Nell’aprile 2018, infine, Đukanović è stato eletto presidente del Montenegro al primo turno con il 54 per cento dei suffragi. Frattanto anche il centro di ricerca Freedom House, con base a Washington, nel rapporto per l’anno 2020 ha dovuto constatare che il sistema politico controllato de facto dal presidente Đukanović non avesse promosso alcun processo di affinamento dei metodi di governo democratici, ma al contrario stesse portando il Paese a perdere i requisiti di una liberaldemocrazia, non tanto per la mancanza delle tradizionali libertà democratiche (libere elezioni), ma per il progressivo indebolimento dei contrappesi giudiziari e sociali (sistema giudiziario e mediatico indipendenti, attività di contrasto alla corruzione, efficace attività parlamentare, ecc.), oltre a denunciare, nel caso specifico del Montenegro, una sempre più marcata dipendenza economica da Paesi retti da regimi autoritari, come nel caso della Cina, che sarebbe detentrice del 39 per cento del debito estero di Podgorica21. Il Montenegro peraltro, con la crescita del turismo e l’ondata di privatizzazioni, è diventata una piattaforma internazionale per il riciclaggio di denaro da parte di autocrati e oligarchi stranieri (molti dei quali originari dell’ex spazio sovietico), gruppi finanziari e persino criminali, che hanno investito i proventi di attività illecite e dell’evasione fiscale in complessi residenziali e alberghieri di lusso, casinò e marine da diporto22. Un ulteriore addebito alla gestione spregiudicata del potere nell’era Đukanović e un problema che affligge ancora oggi il Paese.

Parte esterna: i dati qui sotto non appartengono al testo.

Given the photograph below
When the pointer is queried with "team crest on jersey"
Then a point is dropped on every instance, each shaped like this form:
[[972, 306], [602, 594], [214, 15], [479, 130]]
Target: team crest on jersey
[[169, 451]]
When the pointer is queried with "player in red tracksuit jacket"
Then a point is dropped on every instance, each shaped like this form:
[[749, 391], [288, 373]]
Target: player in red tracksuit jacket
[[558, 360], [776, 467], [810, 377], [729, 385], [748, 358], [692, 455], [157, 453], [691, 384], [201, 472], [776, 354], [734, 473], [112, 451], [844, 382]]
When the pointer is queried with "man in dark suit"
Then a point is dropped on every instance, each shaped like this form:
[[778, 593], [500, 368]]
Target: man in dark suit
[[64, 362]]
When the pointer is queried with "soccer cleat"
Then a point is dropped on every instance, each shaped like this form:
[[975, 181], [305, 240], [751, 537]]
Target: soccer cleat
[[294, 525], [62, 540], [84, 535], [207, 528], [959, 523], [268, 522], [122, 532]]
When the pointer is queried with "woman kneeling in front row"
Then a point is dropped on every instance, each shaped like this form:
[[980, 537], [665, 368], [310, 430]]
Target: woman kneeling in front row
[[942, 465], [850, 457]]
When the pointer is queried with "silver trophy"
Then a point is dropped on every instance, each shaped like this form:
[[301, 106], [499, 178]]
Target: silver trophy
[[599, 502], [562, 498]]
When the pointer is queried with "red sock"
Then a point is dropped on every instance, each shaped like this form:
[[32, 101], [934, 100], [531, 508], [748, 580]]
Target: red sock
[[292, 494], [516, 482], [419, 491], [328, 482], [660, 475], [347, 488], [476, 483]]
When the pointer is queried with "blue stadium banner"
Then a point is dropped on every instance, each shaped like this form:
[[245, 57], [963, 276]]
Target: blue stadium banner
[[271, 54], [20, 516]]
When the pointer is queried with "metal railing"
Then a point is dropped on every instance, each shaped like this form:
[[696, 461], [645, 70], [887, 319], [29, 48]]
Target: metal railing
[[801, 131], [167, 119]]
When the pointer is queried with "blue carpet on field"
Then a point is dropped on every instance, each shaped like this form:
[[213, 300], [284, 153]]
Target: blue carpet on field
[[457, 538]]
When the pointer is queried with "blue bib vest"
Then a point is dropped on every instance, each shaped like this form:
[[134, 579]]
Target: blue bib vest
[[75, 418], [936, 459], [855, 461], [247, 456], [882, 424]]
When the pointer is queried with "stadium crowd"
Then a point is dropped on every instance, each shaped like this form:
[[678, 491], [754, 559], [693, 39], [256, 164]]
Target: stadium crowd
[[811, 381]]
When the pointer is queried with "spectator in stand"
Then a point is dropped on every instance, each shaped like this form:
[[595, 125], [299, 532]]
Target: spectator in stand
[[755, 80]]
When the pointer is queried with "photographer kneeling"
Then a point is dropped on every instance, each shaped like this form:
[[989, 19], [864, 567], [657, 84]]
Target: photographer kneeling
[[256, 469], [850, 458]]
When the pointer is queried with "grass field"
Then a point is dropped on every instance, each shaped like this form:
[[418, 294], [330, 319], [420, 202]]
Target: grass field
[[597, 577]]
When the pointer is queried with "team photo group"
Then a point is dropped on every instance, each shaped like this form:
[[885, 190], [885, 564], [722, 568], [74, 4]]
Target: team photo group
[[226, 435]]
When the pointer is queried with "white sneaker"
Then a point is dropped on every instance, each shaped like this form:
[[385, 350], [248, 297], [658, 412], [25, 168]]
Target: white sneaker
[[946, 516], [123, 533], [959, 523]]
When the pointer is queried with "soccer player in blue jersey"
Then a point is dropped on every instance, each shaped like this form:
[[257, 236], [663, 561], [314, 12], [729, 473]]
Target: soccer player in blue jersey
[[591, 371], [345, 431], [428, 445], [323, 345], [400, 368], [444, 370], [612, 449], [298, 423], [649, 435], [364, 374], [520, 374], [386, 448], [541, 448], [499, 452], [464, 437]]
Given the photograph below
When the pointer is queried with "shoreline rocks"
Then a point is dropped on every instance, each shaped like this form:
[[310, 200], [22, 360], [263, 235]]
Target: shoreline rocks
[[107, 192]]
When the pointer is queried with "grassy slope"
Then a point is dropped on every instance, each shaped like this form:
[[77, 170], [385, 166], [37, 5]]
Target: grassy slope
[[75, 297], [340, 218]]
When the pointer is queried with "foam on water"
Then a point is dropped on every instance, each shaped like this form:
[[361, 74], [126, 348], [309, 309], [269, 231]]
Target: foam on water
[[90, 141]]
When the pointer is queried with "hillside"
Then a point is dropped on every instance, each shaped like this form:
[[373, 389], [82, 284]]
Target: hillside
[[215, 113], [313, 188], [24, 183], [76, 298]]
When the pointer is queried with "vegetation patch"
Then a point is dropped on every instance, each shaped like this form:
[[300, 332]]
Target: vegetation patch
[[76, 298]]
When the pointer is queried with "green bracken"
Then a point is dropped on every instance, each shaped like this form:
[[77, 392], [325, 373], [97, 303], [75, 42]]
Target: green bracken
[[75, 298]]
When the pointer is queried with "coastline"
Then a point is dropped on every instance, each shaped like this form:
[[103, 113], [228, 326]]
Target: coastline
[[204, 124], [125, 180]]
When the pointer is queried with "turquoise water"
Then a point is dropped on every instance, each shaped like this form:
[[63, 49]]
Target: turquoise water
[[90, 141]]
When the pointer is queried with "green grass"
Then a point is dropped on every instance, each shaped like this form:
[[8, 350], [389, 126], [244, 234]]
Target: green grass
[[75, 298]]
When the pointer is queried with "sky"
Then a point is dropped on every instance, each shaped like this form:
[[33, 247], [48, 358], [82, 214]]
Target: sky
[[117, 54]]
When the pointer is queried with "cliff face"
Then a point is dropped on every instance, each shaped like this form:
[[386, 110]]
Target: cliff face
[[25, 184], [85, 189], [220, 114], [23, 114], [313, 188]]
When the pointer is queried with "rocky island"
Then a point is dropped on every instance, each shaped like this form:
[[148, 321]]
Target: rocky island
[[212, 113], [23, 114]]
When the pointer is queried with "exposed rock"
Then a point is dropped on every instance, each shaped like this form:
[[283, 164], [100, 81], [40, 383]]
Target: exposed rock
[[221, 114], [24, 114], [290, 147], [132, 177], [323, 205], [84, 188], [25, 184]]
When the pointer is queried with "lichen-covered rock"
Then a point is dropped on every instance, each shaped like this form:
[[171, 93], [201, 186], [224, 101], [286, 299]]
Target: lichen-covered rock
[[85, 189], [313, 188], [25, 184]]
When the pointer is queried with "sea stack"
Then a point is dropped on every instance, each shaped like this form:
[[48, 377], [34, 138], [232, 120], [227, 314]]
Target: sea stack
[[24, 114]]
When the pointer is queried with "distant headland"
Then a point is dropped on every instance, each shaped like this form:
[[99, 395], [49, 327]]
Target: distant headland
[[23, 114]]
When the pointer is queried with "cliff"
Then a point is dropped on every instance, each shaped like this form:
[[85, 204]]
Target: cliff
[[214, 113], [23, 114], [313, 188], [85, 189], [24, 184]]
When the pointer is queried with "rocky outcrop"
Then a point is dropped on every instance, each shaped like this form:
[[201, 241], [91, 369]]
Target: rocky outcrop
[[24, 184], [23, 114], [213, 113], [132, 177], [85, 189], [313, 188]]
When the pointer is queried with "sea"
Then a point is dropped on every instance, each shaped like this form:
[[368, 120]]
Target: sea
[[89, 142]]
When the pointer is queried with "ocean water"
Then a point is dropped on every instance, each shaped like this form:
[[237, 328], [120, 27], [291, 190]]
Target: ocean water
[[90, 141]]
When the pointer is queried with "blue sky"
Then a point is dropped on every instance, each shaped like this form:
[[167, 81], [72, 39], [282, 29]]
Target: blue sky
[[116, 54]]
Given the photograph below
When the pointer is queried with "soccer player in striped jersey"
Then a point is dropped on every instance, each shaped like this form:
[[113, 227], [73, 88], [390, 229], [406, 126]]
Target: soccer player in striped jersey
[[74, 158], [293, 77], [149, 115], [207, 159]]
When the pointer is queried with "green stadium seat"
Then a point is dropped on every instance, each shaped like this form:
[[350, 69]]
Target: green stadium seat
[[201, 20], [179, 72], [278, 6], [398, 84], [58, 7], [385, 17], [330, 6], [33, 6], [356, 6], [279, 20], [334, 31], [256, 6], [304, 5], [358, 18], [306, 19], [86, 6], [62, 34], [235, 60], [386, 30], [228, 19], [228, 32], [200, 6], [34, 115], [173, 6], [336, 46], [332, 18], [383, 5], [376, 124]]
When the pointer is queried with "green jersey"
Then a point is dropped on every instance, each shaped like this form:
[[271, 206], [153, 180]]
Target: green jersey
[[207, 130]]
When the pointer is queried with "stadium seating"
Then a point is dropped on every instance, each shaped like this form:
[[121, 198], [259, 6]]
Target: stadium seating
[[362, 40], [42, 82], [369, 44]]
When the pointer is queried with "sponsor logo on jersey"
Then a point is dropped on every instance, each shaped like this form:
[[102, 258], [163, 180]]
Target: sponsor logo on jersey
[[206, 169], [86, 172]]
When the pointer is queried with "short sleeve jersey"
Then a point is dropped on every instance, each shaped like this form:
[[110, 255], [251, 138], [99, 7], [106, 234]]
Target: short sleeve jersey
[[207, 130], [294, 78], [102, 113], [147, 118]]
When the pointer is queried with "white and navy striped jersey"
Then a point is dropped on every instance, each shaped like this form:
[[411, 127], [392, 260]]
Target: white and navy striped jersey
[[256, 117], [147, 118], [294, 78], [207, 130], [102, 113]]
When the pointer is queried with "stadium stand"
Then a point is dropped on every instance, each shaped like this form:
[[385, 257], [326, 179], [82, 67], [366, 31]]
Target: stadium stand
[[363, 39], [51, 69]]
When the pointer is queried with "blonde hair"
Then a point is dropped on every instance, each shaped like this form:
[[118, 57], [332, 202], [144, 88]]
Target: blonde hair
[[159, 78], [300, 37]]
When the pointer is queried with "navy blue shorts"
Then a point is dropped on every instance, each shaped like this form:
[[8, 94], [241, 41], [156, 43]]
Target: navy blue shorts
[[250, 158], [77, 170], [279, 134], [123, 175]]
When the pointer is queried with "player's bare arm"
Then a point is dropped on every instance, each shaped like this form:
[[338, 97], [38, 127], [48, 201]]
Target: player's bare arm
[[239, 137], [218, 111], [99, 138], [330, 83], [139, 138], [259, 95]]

Fine di un regno corrotto e neopatrimoniale: da Đukanović a Milatović
Frattanto alle elezioni parlamentari del 2020 il partito di opposizione conservatore e filo-serbo Per il futuro del Montenegro (Za Budućnost Crne Gore; ZBCG) è riuscito, per la prima volta dall’indipendenza, a insidiare il primato del partito DPS del presidente Đukanović, ottenendo il 32,5 per cento dei voti a fronte del 35,1 per cento del DPS. Più in generale le elezioni del 2020 hanno garantito una solida maggioranza a tutti i partiti di opposizione. Al successo della piattaforma politica filo-serba non è stata estranea la cosiddetta legge sulla libertà di culto del dicembre 2019, immediatamente seguita da un’ondata di proteste. La legge avrebbe trasferito le proprietà della Chiesa serbo-ortodossa (immobili e terreni) allo Stato, facendo per questo sospettare che il movente fosse da ricercare nella volontà del governo di alienare alcuni terreni costieri a speculatori stranieri23. Secondo i critici del governo, inoltre, la legge avrebbe potuto far scaturire tensioni tra le componenti religiose ed etniche del Paese. In primo luogo perché avrebbe inevitabilmente creato contrasti identitari tra la Chiesa ortodossa montenegrina (non toccata dalla legge), formalmente dotata di autocefalia dal 1993 ma minoritaria nel Paese, e quella serba, spaccando così una società etnicamente e culturalmente in prevalenza serba tra nazionalisti serbi e pseudo-nazionalisti montenegrini. In secondo luogo perché l’appoggio all’iniziativa del governo, assicurato da parte di alcune formazioni politiche in rappresentanza delle minoranze bosgnacca, croato-cattolica e albanese, avrebbe potuto provocare pericolose tensioni intercomunitarie prodotte dal risentimento verso quelle stesse minoranze da parte dei nazionalisti serbi, sentitisi minacciati dalla legge.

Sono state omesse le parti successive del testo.